Basketball Workouts

Improve Your Game

Compound Exercises

So many times in a gym you will see someone doing endless bicep curls, trying to get “massive guns”. While curls may get the girls, squats get the blocks. For basketball conditioning, you need to engage in exercises that are going to make you stronger, faster and let you jump higher.

The most efficient way of training at all levels is to perform compound exercises. Compound exercises are exercises that work a variety of muscles. This is opposed to isolation exercises, that work only one or two muscles. As an example, bench press is a compound exercise, where as pec-dec flys are an isolation exercise. There are a few compound exercises you should be doing if you are not already. They will really explode your strength gains. If you are still doing isolation exercises and not doing them with heavy weights, you are wasting precious time that could be spent out on the court playing basketball.

1. Press

There are a few options for a press movement – choose one or two that suit you best. The military press, standing push press, seated dumbell press and incline bench or dumbbell press are all excellent. For beginners I recommend the military press to begin with.

2. Squat

Not many people like squats. Some outright hate squats. I personally dread my workout day where I have to do squats. I do them anyway, and you should too. They are the best basketball workout you can do. They will improve your overall strength, including all of your legs and your back. Per minute spent, they are the most effective workout for increasing your vertical leap.

3. Deadlift

The squat’s compound leg exercise cousin. It involves picking a heavy barbell up off the floor, pulling up to your hips and putting it back down again.

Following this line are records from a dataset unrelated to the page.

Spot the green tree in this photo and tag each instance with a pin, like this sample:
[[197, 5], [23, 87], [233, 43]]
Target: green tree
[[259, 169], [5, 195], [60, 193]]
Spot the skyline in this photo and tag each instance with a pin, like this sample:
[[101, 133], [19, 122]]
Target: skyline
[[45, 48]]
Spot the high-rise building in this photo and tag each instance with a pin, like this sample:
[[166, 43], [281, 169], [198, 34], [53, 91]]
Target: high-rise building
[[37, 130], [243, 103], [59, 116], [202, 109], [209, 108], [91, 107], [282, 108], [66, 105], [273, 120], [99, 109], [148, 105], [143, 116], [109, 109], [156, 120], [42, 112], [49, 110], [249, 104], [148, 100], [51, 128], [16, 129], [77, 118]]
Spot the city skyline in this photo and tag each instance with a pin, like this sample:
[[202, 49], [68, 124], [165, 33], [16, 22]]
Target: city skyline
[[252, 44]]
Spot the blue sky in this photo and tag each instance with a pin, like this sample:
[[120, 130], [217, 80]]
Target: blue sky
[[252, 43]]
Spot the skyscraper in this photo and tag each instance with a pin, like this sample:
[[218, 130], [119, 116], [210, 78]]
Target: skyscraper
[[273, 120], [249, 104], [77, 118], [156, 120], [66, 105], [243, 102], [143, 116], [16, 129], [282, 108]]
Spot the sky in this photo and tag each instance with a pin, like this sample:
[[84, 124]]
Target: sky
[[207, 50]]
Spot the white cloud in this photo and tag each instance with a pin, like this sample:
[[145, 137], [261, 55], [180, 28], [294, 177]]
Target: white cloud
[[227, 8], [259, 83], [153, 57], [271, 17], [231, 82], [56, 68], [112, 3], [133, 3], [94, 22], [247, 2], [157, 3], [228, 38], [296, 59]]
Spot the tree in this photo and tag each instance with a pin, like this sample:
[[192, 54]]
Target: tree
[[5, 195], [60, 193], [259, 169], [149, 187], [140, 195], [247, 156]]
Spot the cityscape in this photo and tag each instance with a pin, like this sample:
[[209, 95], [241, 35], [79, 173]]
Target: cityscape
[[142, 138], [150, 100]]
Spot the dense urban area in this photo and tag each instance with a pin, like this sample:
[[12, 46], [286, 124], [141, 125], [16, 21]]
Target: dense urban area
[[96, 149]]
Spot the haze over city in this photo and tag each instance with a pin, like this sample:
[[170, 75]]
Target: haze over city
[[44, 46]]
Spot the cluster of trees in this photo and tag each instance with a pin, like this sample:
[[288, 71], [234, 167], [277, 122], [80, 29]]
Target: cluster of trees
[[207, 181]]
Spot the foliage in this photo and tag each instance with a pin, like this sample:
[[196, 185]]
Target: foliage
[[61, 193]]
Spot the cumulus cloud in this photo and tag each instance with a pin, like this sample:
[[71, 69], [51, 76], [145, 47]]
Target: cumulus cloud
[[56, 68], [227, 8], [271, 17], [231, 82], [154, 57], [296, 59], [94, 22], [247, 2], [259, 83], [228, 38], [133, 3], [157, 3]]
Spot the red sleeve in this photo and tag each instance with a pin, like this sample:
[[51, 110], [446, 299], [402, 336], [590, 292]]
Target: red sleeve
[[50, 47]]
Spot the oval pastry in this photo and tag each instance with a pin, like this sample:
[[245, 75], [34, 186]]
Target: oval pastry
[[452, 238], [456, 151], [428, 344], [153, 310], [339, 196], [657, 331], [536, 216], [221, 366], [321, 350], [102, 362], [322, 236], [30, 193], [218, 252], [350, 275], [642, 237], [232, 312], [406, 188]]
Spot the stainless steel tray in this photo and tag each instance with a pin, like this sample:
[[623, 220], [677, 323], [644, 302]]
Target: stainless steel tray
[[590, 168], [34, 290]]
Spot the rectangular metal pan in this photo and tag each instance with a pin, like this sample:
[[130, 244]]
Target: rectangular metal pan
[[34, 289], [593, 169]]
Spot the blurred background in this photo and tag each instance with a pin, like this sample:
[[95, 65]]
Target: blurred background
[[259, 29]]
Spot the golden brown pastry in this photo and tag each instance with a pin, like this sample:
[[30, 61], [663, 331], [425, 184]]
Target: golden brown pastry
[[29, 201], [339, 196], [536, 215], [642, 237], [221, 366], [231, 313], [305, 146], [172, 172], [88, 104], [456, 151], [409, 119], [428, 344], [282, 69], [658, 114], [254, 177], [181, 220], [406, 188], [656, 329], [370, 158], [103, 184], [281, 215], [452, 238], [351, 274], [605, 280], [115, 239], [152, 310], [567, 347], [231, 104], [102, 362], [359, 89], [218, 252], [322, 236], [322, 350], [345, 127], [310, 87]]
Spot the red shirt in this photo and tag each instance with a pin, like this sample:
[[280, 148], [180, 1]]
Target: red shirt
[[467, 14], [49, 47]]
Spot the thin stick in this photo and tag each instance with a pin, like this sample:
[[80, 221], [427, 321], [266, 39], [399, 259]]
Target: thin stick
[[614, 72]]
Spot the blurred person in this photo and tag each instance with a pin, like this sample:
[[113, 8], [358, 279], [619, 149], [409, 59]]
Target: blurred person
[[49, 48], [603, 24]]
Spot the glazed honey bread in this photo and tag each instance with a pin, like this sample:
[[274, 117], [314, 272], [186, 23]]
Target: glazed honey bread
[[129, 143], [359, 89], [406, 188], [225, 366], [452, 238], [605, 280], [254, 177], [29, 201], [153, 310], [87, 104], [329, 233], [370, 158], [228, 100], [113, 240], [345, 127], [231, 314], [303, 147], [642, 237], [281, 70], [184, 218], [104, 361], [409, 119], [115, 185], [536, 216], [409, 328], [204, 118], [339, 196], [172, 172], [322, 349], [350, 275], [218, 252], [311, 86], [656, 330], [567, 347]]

Whilst keeping your arms straight.

4. Pull up

Perhaps the only exercise in this post that will be impossible for some to perform. You may be lucky enough to have an assisted pull up machine in your gym if you cannot – it looks like a pull up bar but has a seat to kneel on that provides some counterweight assistance when you pull up. Excellent for your upper back and shoulders.

There are various other compound exercises but for me, these are the most important for basketball conditioning. It is very important to do these exercises with correct form as you may risk injury if you do not.